Dostlarım, ailem ve çevrem de sağolsun motive ve vesile oldular.
Türkülerle yeniden temas etmek, kendi müzikal yolculuğuma da dürüst olmak demekti. - “Seyir” dört albümlük bir proje, toplam 16 türkü içeriyor.
Burada amacınız türkülerin toplumsal bellekteki yerini tazelemek miydi?
Başka ne gibi amaçlarınız var?
Evet, en temel amaçlardan biri bu.
Türküler sadece geçmişin değil, bugünün de aynası.
Ben gezgin bir insanım.
Tüm dünyayı gezmeyi hedefliyorum. “Seyir” biraz da durup bakmak, hatırlamak ve yeniden hissetmek demek.
Bunun yanında şunu da istedim: Türküleri kendi çalacağım sazlarla, tarzla bugünün insanına temas eden bir dille söyleyebilmek.
Uzun soluklu olmasının sebebi de bu: Aceleye getirilmiş bir iş değil, zamana yayılan bir yolculuk.
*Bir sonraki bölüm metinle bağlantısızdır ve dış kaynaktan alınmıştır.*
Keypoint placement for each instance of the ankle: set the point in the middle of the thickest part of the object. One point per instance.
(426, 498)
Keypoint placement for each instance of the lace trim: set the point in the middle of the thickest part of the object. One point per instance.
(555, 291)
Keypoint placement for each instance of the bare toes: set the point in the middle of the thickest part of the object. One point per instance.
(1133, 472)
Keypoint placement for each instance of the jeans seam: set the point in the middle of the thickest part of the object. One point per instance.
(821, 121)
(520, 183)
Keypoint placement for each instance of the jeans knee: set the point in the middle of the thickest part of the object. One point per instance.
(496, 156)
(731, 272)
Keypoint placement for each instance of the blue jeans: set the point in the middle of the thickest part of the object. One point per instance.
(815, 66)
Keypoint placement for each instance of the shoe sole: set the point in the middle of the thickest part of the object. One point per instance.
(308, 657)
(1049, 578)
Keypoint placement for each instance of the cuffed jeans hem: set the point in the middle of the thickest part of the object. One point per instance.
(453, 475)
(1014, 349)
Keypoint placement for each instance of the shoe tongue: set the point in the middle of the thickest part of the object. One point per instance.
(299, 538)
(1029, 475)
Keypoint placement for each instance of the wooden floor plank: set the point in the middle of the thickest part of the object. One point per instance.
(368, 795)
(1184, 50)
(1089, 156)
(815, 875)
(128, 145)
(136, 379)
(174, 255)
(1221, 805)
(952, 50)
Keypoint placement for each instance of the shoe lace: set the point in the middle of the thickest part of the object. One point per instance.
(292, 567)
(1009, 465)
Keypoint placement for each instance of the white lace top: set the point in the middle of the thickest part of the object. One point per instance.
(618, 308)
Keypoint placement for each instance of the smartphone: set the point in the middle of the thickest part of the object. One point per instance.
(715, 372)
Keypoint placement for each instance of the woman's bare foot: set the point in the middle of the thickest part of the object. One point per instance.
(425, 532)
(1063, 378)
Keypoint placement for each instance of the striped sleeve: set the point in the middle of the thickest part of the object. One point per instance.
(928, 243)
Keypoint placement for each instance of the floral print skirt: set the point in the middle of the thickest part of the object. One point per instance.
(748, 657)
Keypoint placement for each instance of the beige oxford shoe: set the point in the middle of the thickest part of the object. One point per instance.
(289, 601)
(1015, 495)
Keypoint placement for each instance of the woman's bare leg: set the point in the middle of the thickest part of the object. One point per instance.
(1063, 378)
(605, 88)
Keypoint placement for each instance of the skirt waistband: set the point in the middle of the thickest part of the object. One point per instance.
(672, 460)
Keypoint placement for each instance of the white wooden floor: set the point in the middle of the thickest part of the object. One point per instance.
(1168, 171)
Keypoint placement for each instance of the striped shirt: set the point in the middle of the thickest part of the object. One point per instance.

KALBE DOKUNANLARI SEÇTİK - Seslendireceğiniz türküleri seçerken nelere dikkat ettiniz?
Önce bana ne hissettirdiğine baktım.
Popülerliği, bilinirliği ikinci plandaydı.
Ekipçe bana yakışanlardan seçtik.
Bir sürü kaydettik, en kalbe dokunanlardan seçtik.
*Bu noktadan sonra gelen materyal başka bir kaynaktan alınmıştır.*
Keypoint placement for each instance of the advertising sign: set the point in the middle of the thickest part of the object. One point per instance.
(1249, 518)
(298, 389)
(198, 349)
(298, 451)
Söylediğimde, “Ben buna inanıyor muyum” sorusuna net bir evet demem gerekiyordu.
Bazı türküler insanı hemen içine alır, bazıları zaman ister.
Ben zamana direnenleri seçtim. - Dediğiniz gibi gezgin bir insansınız, dünya müziği ve farklı seslerle ilgilisiniz.
Anadolu’nun sesi bu zenginlik içinde size nasıl hissettirdi?
Anadolu’nun sesi zaten dünya müziğinin kalbinde duruyor.
Tüm dünyayı gezerek kendi öz müziğimi de oradaki müzisyenlerle paylaşan biri olarak söylüyorum; Ne kadar farklı kültür dinlerseniz dinleyin, bu toprakların melodik cesareti ve duygusal derinliği çok özel.
Türkü söylemek bana eve dönmüşüm hissi verdi.
Sanki ne kadar uzaklara gidersem gideyim, merkez hep burasıymış gibi.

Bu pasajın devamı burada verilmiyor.